MARION MARÉCHAL pulvérise une JOURNALISTE sur L’AFFAIRE PHILIPPINE

Le meurtre tragique de Philippine, une étudiante de 19 ans dont le corps a été retrouvé dans le bois de Boulogne le 21 septembre dernier, a plongé la France dans une stupeur mêlée d’une immense colère. Ce drame, loin d’être un simple fait divers, est devenu le symbole d’un système à bout de souffle, où les failles de la politique migratoire s’entrechoquent avec les insuffisances de la réponse pénale.

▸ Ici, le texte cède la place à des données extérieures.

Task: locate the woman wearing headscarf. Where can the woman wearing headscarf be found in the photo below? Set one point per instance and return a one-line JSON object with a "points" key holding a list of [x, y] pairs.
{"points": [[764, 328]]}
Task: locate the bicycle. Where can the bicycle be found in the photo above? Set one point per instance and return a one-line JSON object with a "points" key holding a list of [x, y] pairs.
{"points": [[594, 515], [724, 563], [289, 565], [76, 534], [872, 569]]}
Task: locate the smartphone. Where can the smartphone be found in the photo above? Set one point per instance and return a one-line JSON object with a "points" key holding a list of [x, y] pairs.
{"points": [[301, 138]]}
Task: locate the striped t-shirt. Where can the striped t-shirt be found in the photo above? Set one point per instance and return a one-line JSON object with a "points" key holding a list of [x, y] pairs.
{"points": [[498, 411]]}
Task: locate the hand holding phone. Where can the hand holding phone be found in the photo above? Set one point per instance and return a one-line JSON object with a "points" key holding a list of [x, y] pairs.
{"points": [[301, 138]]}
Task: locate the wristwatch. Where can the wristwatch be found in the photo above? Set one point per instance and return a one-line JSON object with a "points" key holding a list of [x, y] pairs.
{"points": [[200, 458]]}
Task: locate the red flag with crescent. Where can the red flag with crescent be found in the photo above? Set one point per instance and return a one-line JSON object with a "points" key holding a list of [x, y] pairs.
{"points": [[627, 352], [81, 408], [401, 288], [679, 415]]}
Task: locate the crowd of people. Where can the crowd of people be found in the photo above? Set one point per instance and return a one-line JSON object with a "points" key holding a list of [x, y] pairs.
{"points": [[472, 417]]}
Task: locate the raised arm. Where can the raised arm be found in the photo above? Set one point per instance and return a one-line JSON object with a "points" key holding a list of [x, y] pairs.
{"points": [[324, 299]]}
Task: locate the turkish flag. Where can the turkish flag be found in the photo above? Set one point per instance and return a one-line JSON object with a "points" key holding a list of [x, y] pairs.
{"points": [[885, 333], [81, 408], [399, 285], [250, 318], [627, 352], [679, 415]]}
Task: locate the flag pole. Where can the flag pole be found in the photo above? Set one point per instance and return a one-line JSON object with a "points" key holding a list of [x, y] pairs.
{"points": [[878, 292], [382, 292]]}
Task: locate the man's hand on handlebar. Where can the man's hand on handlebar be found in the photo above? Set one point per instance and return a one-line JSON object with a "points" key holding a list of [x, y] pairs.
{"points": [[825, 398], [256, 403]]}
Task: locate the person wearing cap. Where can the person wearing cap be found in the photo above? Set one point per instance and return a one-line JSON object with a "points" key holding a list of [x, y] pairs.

Dans une intervention médiatique remarquée, Marion Maréchal a porté un regard sans concession sur les dysfonctionnements qui ont conduit à cette tragédie, pointant du doigt une “importation de prédateurs” et un État incapable de protéger ses citoyens les plus vulnérables.

L’affaire Philippine est le récit d’une série de rendez-vous manqués par la justice. Le suspect, Taha O., un ressortissant marocain de 22 ans, n’était pas un inconnu des services de police. Condamné en 2021 pour le viol d’une autre femme, il avait bénéficié de remises de peine, sortant de détention en juin 2024 après seulement cinq ans derrière les barreaux. “Cinq ans de prison pour avoir détruit la vie d’une femme, c’est un signal d’impunité envoyé aux criminels”, s’insurge Marion Maréchal. Mais le scandale ne s’arrête pas là. Sous le coup d’une Obligation de Quitter le Territoire Français (OQTF), l’homme a été libéré d’un centre de rétention administrative (CRA) par un juge des libertés et de la détention, alors même que le risque de réitération n’était pas exclu. Quelques jours plus tard, Philippine croisait son chemin.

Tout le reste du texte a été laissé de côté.